元史

列傳第八十二: 忠義三

伯顏不花的斤

伯顏不花的斤、字は蒼崖、畏吾兒氏、駙馬都尉・中書丞相・高昌王に封ぜられた雪雪的斤の孫、駙馬都尉・江浙行省丞相・荊南王に封ぜられた朵尔的斤の子である。倜儻にして学を好み、音律に通暁した。初め父の蔭により信州路同知となり、後に建徳路に移った。時に徽州の賊が遂安を犯すと、伯顏不花的斤は義兵を率いてこれを平定し、また淳安の叛賊方清之を擒らえ、功により本路総管に昇進した。

至正十六年、衢州路達魯花赤を授けられた。翌年、行樞密院判官阿魯灰が兵を率いて衢州を通過したが、軍に紀律がなく、過ぎる所で大いに掠奪した。伯顏不花的斤は言った、「阿魯灰は官軍でありながら民の患いとなる、これは国賊である、どうしてこれを放っておけようか」と。そこで兵を率いてこれを境外に追い払い、郡はこれにより安寧を得た。浙東都元帥に昇進し、衢州を守禦した。

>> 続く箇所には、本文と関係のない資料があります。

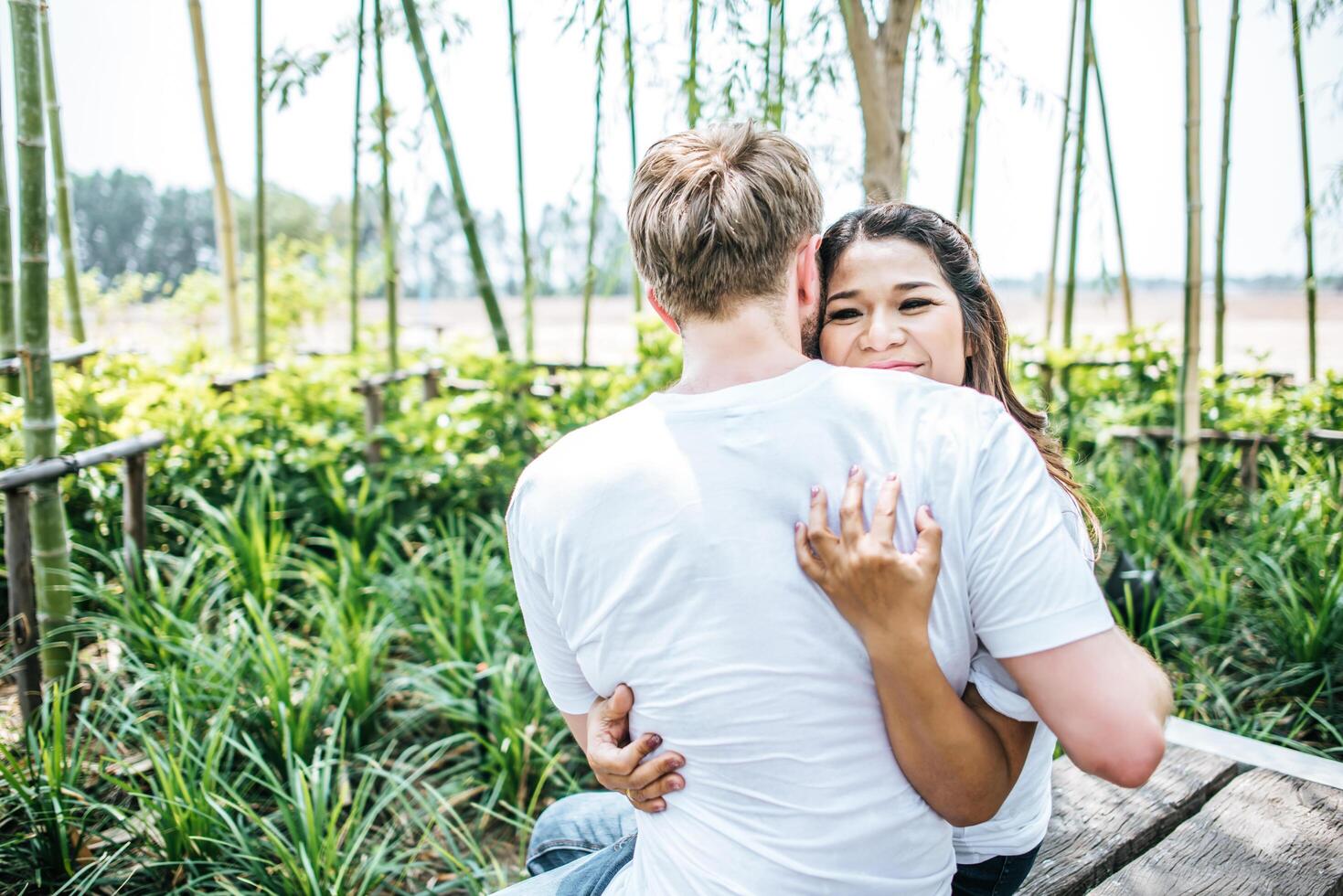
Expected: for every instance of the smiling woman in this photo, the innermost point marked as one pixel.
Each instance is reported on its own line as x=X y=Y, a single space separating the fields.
x=890 y=308
x=901 y=288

まもなく、江東道廉訪副使に抜擢され、階は中大夫となった。

十八年二月、江西の陳友諒が賊党王奉国らを派遣し、号二十万で信州を寇した。翌年正月、伯顏不花的斤は衢州から兵を率いてこれを救援した。到着すると、奉国と城東で遭遇し、力戦してこれを撃破し敗走させた。時に鎮南王の子大聖奴・樞密院判官席閏らが城中に兵を屯していたが、伯顏不花的斤の到着を聞き、争って門を開いて出迎え、馬前に羅列して拝礼した。伯顏不花的斤は城に登って四方を顧み、賊を破ることを誓って自らに期した。数日後、賊が再び来て城を攻めた。伯顏不花的斤は士卒に大いに饗応し、約して言った、「今日賊を破らざれば、命令に従わぬ者は斬る」と。そこで大都閭に命じて阿速諸軍及び民義を率いて左翼とし、南門より出撃させ、高義・范則忠に命じて信陽一軍を率いて右翼とし、北門より出撃させ、自らは忽都不花と共に沿海諸軍を率いて中軍とし、西門より出撃した。隊列が整うと、奮撃して賊営に突入し、数千級を斬首した。賊は乱れ、奉国を危うく生け捕りにするところであった。ちょうど賊の将が突如として到着し、我が軍で賊営に入った者は皆没し、その勢いは危うくなったが、忽都不花が再び兵を統率して力戦し、大いにこれを破った。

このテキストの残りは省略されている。